According to the International Trade Administration, counterfeit goods and piracy – the illegal streaming of copyrighted content, costs the U.S. around $250 billion and 750,000 jobs annually.
When these products are not obtained legally, in the marketplace, numerous issues arise. First and foremost, the intellectual property rights of the rights holders are infringed upon. Those who have created content and products are not being compensated when counterfeits are being sold. This decreases the incentive for other creators and innovators to enter the marketplace.
In context of the NBA that product is the intimate relationship between the league, the team, and the fans. Counterfeit goods are also usually made of lower quality materials, sometimes so shoddy that they can cause serious life threatening injuries as is often the case with makeup. To unsuspecting fans, such poor quality products could communicate that their favorite team doesn’t think much of them at all, thus damaging the relationship. These lower quality products are not what fans expect when they purchase goods that they believe are authentic from a team that genuinely appreciates their support.

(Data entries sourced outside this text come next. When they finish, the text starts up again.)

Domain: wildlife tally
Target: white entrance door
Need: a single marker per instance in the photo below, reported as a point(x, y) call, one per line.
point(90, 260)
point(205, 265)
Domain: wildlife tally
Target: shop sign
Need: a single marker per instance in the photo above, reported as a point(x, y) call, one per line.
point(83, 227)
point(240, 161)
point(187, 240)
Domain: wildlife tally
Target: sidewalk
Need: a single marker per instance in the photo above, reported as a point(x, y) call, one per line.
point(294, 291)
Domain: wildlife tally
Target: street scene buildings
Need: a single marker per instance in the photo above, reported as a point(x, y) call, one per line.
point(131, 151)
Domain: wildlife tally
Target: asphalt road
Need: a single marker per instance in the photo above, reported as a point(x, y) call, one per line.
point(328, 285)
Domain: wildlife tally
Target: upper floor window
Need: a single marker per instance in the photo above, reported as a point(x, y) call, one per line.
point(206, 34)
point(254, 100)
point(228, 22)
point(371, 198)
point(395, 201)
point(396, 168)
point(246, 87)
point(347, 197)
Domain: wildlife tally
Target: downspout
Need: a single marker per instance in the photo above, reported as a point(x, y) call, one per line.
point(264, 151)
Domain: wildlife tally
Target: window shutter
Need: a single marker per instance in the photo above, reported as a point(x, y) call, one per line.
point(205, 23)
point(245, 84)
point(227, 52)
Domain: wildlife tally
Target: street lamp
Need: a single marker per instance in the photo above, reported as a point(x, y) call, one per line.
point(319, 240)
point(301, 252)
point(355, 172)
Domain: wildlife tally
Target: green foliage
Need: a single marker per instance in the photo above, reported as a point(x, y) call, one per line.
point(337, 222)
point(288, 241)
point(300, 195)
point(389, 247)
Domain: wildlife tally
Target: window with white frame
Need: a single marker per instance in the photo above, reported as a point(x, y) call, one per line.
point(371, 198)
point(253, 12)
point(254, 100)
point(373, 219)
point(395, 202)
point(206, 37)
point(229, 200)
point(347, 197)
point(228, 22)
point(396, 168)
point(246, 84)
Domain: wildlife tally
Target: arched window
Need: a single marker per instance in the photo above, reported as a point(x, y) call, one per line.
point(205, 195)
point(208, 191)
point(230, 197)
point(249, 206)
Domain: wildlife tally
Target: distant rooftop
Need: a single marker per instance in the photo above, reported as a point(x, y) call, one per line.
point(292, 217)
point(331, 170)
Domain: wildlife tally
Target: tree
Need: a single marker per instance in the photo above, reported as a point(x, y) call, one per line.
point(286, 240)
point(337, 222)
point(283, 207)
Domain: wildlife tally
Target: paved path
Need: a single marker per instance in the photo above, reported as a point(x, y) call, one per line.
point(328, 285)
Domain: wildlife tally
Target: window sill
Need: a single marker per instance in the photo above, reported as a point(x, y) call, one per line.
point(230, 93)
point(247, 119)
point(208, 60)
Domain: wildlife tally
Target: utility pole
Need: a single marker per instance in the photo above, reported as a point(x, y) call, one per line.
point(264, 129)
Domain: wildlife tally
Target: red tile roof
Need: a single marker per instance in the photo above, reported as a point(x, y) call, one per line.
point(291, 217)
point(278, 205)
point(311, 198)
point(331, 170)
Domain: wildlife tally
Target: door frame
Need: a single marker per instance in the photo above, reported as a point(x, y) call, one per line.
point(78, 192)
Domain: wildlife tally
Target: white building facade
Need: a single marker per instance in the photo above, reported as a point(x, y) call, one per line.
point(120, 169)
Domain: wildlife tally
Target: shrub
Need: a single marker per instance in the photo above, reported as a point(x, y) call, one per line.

Fans that suspect sport memorabilia is just a cheaper, no-harm-done, product benefiting independent retailers should think twice. Counterfeit products are only made possible by illicit supply chains of laborers, thieves, and financial networks. Often criminal syndicates and terrorist organizations, not mom-and-pop stores, are the only networks large enough to manage such complex black market operations. Al Qaeda and Hezbollah, for instance, have turned to counterfeit goods in order to support their operations.
While consumers are rightly focused on the epic series between the Raptors and Warriors, they can be sure to get a slam dunk on sports products and tickets by sticking to some essential tips from ICE: shop only at official team stores and licensed retailers, be on the lookout for irregular markings on apparel, and if a price seems too good to be true- it probably is.
Following these tips can help consumers avoid lower quality products, stay safe, and protect brands from counterfeits products that infringe on their intellectual property rights.